Learning from the Past

Summary

 

The National Archive of Educational Computing at ULTRALAB tracks the UK's educational experience in terms hardware and software development. As well as hardware, 'old' BBC's', Sinclair Spectrums, Research Machines', turtles, the archive contains software covering the last fifteen years.

The Archive also houses a number of interesting online projects from pre internet times.

A project (1985) between Essex and Hertfordshire LEAs, for example, built a link between Telecom Gold (a mail service) and the teletext style Prestel service with a virtual teachers' centre, a school common room and a mass of pages on Prestel by children for children. This was a considerable advance on any previous system developed and highly innovative.

Although successful enough to encourage BT to build and market a national project (Campus) its problems were threefold:
  • children's lack of individual identity made inter-student communication too complex
  • the speed of contribution was too slow and the complexity of contributing was too great
  • too few homes were able to access Prestel so that the audience for children's work was too limited to be motivating.

The most successful activities were those sufficiently seductive to overcome these problems.

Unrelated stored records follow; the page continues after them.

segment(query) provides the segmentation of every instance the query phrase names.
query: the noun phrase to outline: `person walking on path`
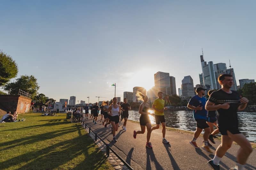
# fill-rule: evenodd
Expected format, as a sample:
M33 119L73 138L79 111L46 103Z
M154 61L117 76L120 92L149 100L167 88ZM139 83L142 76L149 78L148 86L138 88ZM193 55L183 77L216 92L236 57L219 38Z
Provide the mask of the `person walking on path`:
M127 103L127 99L125 98L124 99L124 103L121 105L121 110L123 111L123 116L124 120L124 125L122 127L124 130L126 130L126 124L129 115L129 110L131 110L130 104Z
M208 91L208 95L210 96L212 92L215 91L214 90L211 90ZM207 100L209 100L208 99ZM209 136L209 140L213 144L215 144L215 142L213 139L213 137L220 133L220 131L217 126L217 118L216 117L216 110L210 110L208 111L207 116L207 124L209 125L211 130L211 135ZM213 126L215 126L217 128L213 130Z
M162 125L163 129L163 140L164 144L169 144L169 142L165 139L165 120L164 111L167 110L167 107L165 107L164 100L163 99L163 93L159 92L157 93L158 98L156 99L152 105L152 109L154 110L155 118L156 119L156 126L154 126L151 129L151 131L155 129L159 129L160 123Z
M110 116L110 121L112 125L112 133L113 134L113 142L115 142L117 140L116 138L116 132L117 131L119 122L119 117L118 115L121 112L120 111L120 106L116 103L117 98L114 97L113 98L113 104L108 108L108 112ZM111 111L111 112L110 112Z
M221 143L218 147L212 159L208 161L214 169L220 169L219 163L233 141L240 146L237 152L236 162L233 169L244 169L244 165L252 149L251 144L238 130L237 111L243 110L249 102L245 97L240 98L237 92L230 90L234 84L232 75L220 75L218 81L221 86L220 89L212 92L207 101L205 109L217 110L219 129L221 134Z
M208 153L212 154L213 152L209 147L208 142L211 129L206 123L207 111L204 108L206 99L204 96L205 95L204 91L206 90L202 87L197 88L196 90L196 95L191 98L188 104L188 107L193 110L194 119L196 122L196 129L194 133L193 139L189 143L196 149L199 149L196 141L204 129L203 136L204 144L202 148Z
M136 92L136 96L138 97L138 100L143 101L140 105L139 112L140 114L140 125L141 130L133 131L133 137L136 138L137 134L143 134L145 132L145 129L147 127L148 131L147 134L147 143L146 147L150 148L152 148L151 143L149 142L150 137L151 135L151 122L149 119L148 115L150 114L148 112L149 105L147 103L148 99L148 96L144 95L139 92Z

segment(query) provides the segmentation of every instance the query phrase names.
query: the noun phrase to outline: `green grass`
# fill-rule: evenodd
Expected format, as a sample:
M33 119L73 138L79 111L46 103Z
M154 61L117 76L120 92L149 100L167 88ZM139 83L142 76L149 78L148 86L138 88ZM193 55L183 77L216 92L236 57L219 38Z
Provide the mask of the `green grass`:
M113 169L79 123L41 115L0 123L0 169Z

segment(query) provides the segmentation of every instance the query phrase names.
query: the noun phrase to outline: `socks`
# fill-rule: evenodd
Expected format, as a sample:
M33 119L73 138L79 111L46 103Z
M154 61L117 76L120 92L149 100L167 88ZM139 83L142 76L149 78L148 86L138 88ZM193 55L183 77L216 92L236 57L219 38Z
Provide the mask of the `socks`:
M204 141L204 145L208 146L208 141Z
M220 163L220 159L221 159L221 158L218 157L215 155L214 158L213 158L213 159L212 159L212 161L213 162L213 164L214 164L214 165L218 165Z
M236 169L238 169L238 170L243 170L244 168L244 166L243 165L241 164L238 162L236 162L236 165L235 166L235 168Z

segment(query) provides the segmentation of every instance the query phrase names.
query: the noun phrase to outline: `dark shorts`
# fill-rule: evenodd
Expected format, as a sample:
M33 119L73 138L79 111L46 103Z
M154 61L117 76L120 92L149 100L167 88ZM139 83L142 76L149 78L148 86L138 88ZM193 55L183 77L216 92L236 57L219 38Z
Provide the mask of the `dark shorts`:
M214 123L217 121L217 118L216 117L208 117L207 118L207 122L211 122L211 123Z
M148 115L141 115L140 117L140 124L141 126L146 126L147 123L151 123Z
M116 124L118 123L119 122L119 116L118 115L115 116L109 116L110 117L110 121L111 122L115 122Z
M218 126L220 132L222 135L227 135L228 132L227 131L229 131L232 134L239 134L241 132L239 131L238 128L237 127L233 126L227 124L223 125L220 125Z
M165 119L164 119L164 116L155 115L155 118L156 119L156 124L159 124L160 122L165 122Z
M204 119L196 119L196 127L202 129L209 127L209 125L206 122L206 120Z
M104 112L104 113L103 114L104 115L104 119L107 119L108 118L109 115L108 114L108 112Z
M124 118L128 118L128 116L129 116L129 114L128 113L123 113L123 117Z

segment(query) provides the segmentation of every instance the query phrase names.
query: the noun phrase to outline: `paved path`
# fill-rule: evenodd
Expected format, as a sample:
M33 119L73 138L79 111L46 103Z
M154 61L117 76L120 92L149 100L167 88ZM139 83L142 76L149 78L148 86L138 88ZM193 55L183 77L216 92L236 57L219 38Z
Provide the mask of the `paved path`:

It is also worth commenting that the Hertfordshire Ebeneezer project (1987), although aimed at early secondary school students (11-13), had a very textual (and poor) interface, but was successful in building engagement with students because of its high quality facilitation and because the tasks available to engage in were so attractive to the children involved. In addition most of the tasks had an output which celebrated and demonstrated the children's achievements to a wide audience.


  • Example
    a creative writing task mediated by an author playing the role of a traveler reporting from three continents and taking place over time with a number of pupils in different schools published the children's writing in a booklet to give it the wider audience that the technology did not offer. Both the task and the audience were motivating enough to overcome the interface for early secondary age students.